Chris O'Neill: (27:55)
Yeah, I know we spoke offline about this, it's so complicated. GDPR, you have to often opt in, CCPA, you're already opted in, you have to opt out. And I don't even know with LG PD, that's the Brazilian one. I'm just glad I know the four letters, but I don't even know the nuance with the opt-in, opt-out there. I hear Nevada has a law coming and possibly Canada as well. Just briefly for the last minute, how do you guys plan for the future around all of these different privacy laws coming in? Have you guys thought about a strategy or thought about how to eat that elephant?

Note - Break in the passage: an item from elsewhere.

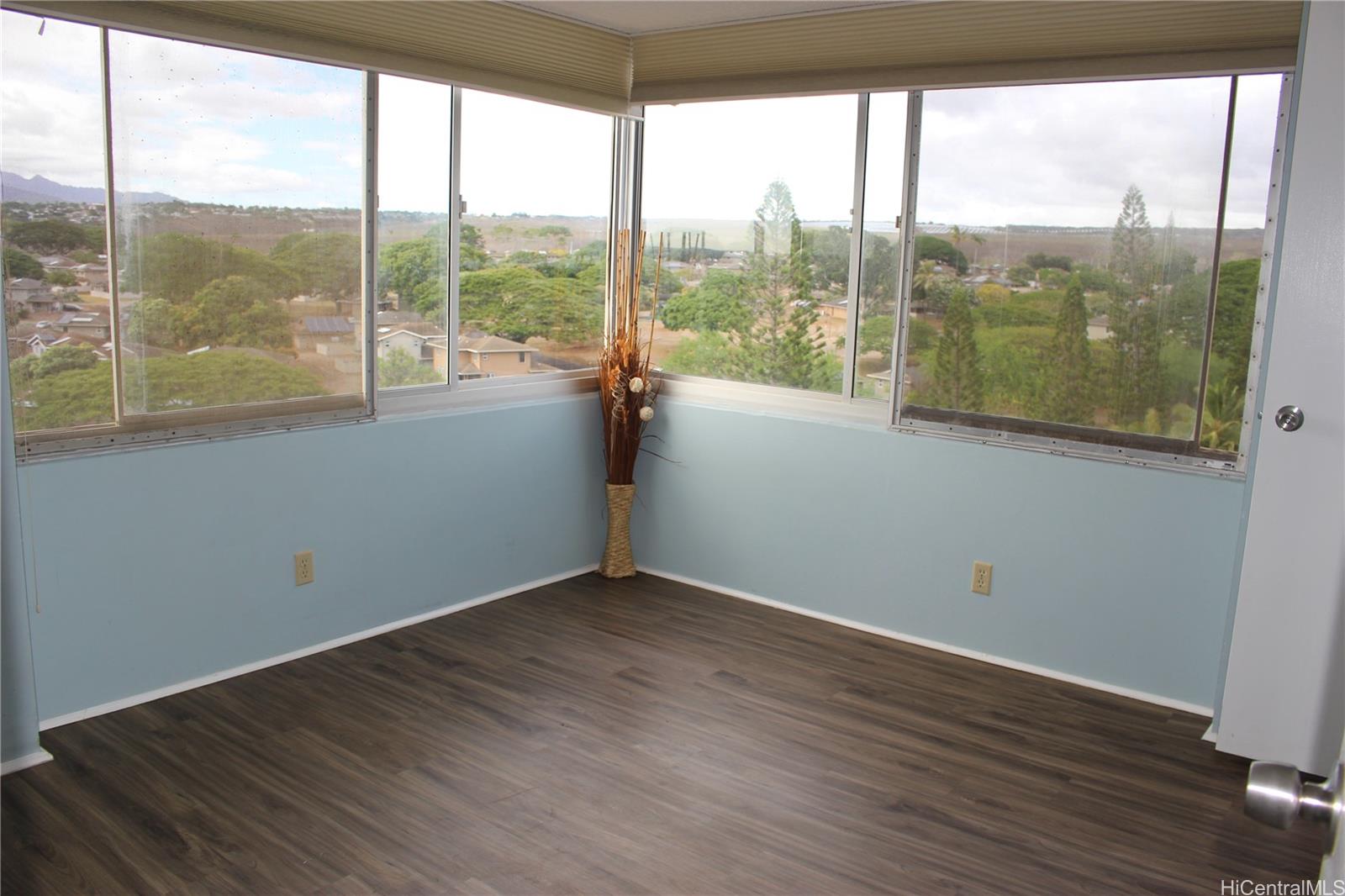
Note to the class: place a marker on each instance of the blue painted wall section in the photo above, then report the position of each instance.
(18, 701)
(1109, 572)
(161, 566)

Charlotte Castillo: (28:31)
We were just chatting about the new consent preferences and that new section in ObservePoint. So yeah, we're excited to explore that for sure.
Nick Huang: (28:42)
And I think from a technical standpoint of how to deal with these within the organization, a lot of times it's a collaboration between us, legal IT. To make sure that we're in alignment of how the law is being interpreted, what that means downstream in terms of implementation and what we're allowed to collect. So a lot of these will depend on your interpretation of the law and how it's being implemented. And then on the tagging side, where we have to make sure that our rules match those definitions, and on the audit side we have to catch those nuances. So I think I think these have to work together to ensure that from a technical standpoint, we are functioning correctly, but from an audit stand point we're testing those rules as well. I think that's where it's a little bit complicated, but it is a collaboration.
Chris O'Neill: (29:35)
Yeah, I think it's interesting over the last 5 to 10 years, you've seen analytics is now becoming extremely cross-functional. We really are the glue that holds it all together. Well, that's our time, I kind of wanted to talk a little bit more about privacy, but Nick, Charlotte, thanks so much for joining us today and talking about how you guys eat an elephant at Epson.